Friday night and today I've made egg and cheese sandwiches for my pregnant daughter and her husband and hugged them tightly and driven to Lily's where Owen and Gibson both rocketed into my arms and then we went to lunch at the Indian buffet where we met Hank and I wanted ALL the foods but did not eat too much and then we shopped at Beall's outlet and Ross and New Leaf and I got to hug Billy and all-in-all, it was a very, very good day.
I love my family. I love it so much.
Blood family and married family and family brought in by love of blood family and we take care of each other. The blood rises to the heart and the heart knows the secrets of love and thank god we have a family which hugs, which pats, which kisses which takes care.

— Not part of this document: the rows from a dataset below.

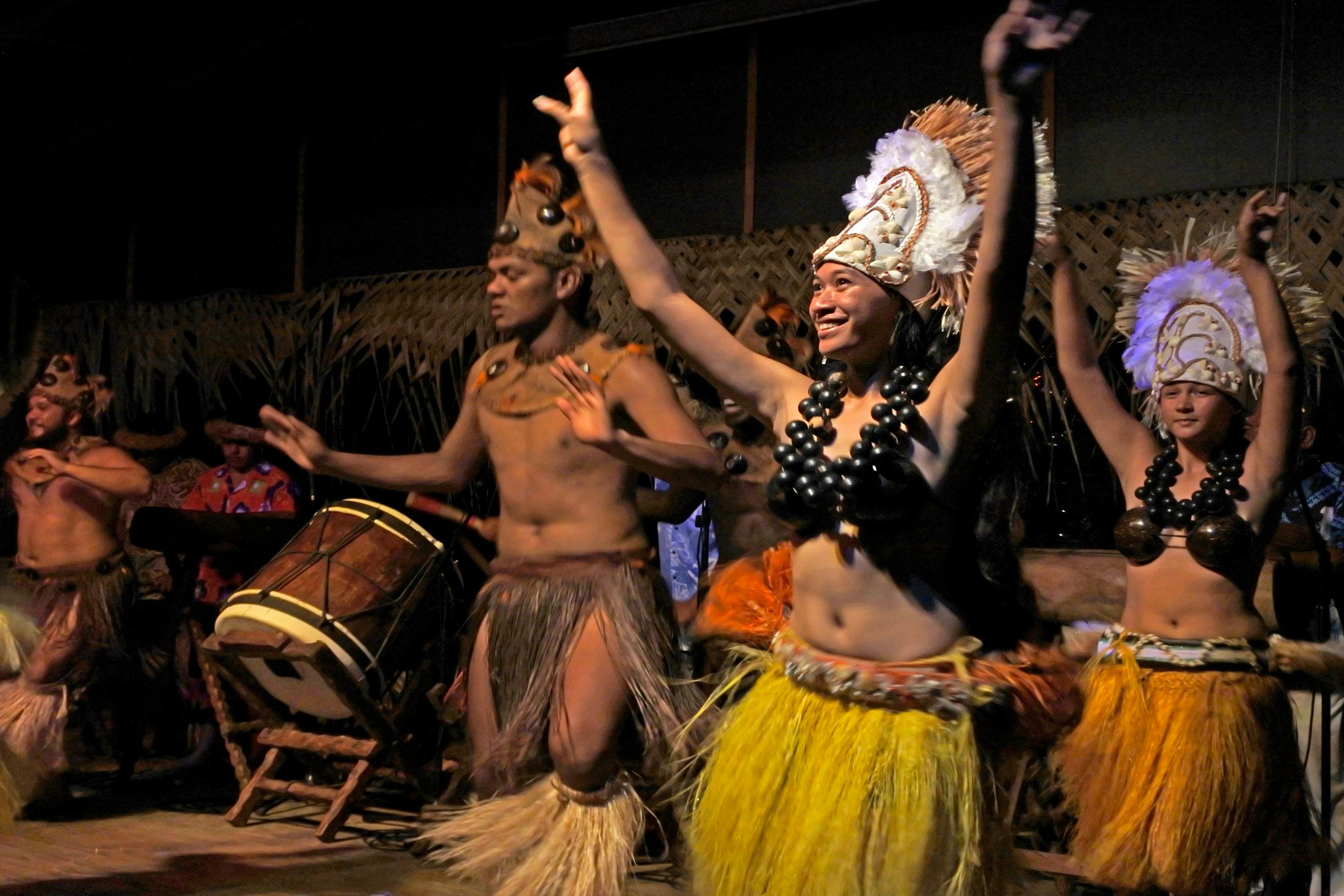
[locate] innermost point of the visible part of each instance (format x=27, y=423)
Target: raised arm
x=667, y=505
x=1272, y=453
x=671, y=447
x=756, y=382
x=1125, y=441
x=1017, y=50
x=449, y=469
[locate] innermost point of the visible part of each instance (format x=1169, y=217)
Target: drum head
x=295, y=684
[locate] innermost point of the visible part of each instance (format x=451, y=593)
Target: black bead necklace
x=1214, y=497
x=811, y=487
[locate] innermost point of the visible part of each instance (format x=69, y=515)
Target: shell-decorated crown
x=920, y=210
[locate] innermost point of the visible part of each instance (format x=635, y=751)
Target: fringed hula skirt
x=838, y=777
x=1183, y=771
x=546, y=839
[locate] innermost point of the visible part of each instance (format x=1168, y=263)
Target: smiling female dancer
x=1183, y=770
x=855, y=763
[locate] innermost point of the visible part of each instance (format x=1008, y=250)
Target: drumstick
x=417, y=501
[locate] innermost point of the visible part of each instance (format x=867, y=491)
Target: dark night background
x=185, y=121
x=178, y=129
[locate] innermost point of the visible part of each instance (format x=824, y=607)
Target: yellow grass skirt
x=806, y=794
x=1187, y=782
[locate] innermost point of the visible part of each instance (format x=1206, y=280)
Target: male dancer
x=68, y=489
x=576, y=628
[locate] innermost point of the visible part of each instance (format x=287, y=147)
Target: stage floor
x=179, y=853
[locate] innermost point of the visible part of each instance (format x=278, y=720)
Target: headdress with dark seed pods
x=542, y=228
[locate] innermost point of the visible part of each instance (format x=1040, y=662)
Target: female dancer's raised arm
x=754, y=381
x=978, y=374
x=1271, y=454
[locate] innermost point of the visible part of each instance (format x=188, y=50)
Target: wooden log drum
x=351, y=579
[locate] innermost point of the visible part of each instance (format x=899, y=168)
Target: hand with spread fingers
x=1023, y=43
x=295, y=439
x=580, y=135
x=586, y=405
x=1054, y=250
x=43, y=462
x=1257, y=224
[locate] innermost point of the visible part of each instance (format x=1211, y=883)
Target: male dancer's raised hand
x=580, y=135
x=295, y=439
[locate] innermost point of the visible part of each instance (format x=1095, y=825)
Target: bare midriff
x=1175, y=597
x=885, y=599
x=64, y=524
x=558, y=497
x=893, y=610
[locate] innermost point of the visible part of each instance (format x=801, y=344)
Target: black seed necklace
x=814, y=488
x=1214, y=497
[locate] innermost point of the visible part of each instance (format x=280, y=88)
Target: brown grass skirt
x=537, y=612
x=80, y=614
x=1187, y=782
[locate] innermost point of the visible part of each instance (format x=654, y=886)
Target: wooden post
x=502, y=156
x=300, y=190
x=131, y=260
x=749, y=143
x=1047, y=109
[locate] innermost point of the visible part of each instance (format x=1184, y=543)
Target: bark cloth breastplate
x=514, y=386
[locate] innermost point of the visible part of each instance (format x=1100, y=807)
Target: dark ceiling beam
x=697, y=18
x=21, y=30
x=76, y=49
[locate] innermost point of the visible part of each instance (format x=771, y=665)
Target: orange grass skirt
x=1187, y=781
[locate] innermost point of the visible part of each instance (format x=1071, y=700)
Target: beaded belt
x=1215, y=655
x=941, y=685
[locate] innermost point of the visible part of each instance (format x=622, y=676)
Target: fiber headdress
x=918, y=209
x=66, y=383
x=542, y=228
x=1189, y=318
x=776, y=330
x=221, y=431
x=148, y=435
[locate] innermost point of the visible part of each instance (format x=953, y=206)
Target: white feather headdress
x=918, y=209
x=1189, y=318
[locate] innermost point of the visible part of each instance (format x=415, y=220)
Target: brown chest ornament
x=513, y=385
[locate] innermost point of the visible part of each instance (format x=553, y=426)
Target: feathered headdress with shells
x=542, y=228
x=1189, y=318
x=920, y=210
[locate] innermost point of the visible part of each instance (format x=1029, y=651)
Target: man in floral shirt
x=244, y=484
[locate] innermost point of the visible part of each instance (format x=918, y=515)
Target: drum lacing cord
x=328, y=555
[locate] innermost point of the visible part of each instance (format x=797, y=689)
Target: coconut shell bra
x=513, y=385
x=1215, y=536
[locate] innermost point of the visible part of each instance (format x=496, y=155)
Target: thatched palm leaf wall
x=416, y=334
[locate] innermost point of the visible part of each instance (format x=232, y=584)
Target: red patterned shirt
x=263, y=489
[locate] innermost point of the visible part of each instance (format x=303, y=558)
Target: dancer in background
x=857, y=762
x=1185, y=770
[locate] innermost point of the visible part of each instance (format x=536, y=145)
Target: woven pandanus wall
x=413, y=335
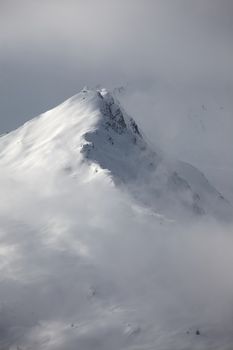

Hank bent down to kiss Gibson's head today and I thought I might swoon, my boys, my boys, my boys.
Such luck I have.
Home with this man, this man I married when he was mostly a boy, still my boy, I am still his girl, even as I am his old woman who scatters bread to the chickens, who gathers eggs in her pockets, who kisses the top of his white head, who loves him to the moon and back and then some more.
I am baking him a chicken tonight and a strawberry rhubarb pie and the pastry is chilling in the refrigerator and yes, I completely confuse love with food but food is not the only way I show my love, just one way.
I feel abundance flowing over all tonight. I felt it this morning when Jessie and Vergil came by on their way to Tampa and I said, "Look at my beautiful flock of chickens and my ducks. Look how Daddy's peas are coming up in the garden." When what I really meant was, "Look how this life keeps growing and thank you, thank you, thank you for that tiny babe in your womb."
I better get that chicken in the oven. Get that pie rolled out. Lord, I was put here on earth to do the simplest things. The things which are gratifying to me. I am so lucky to be able to do them.
Stop me if you've heard this before.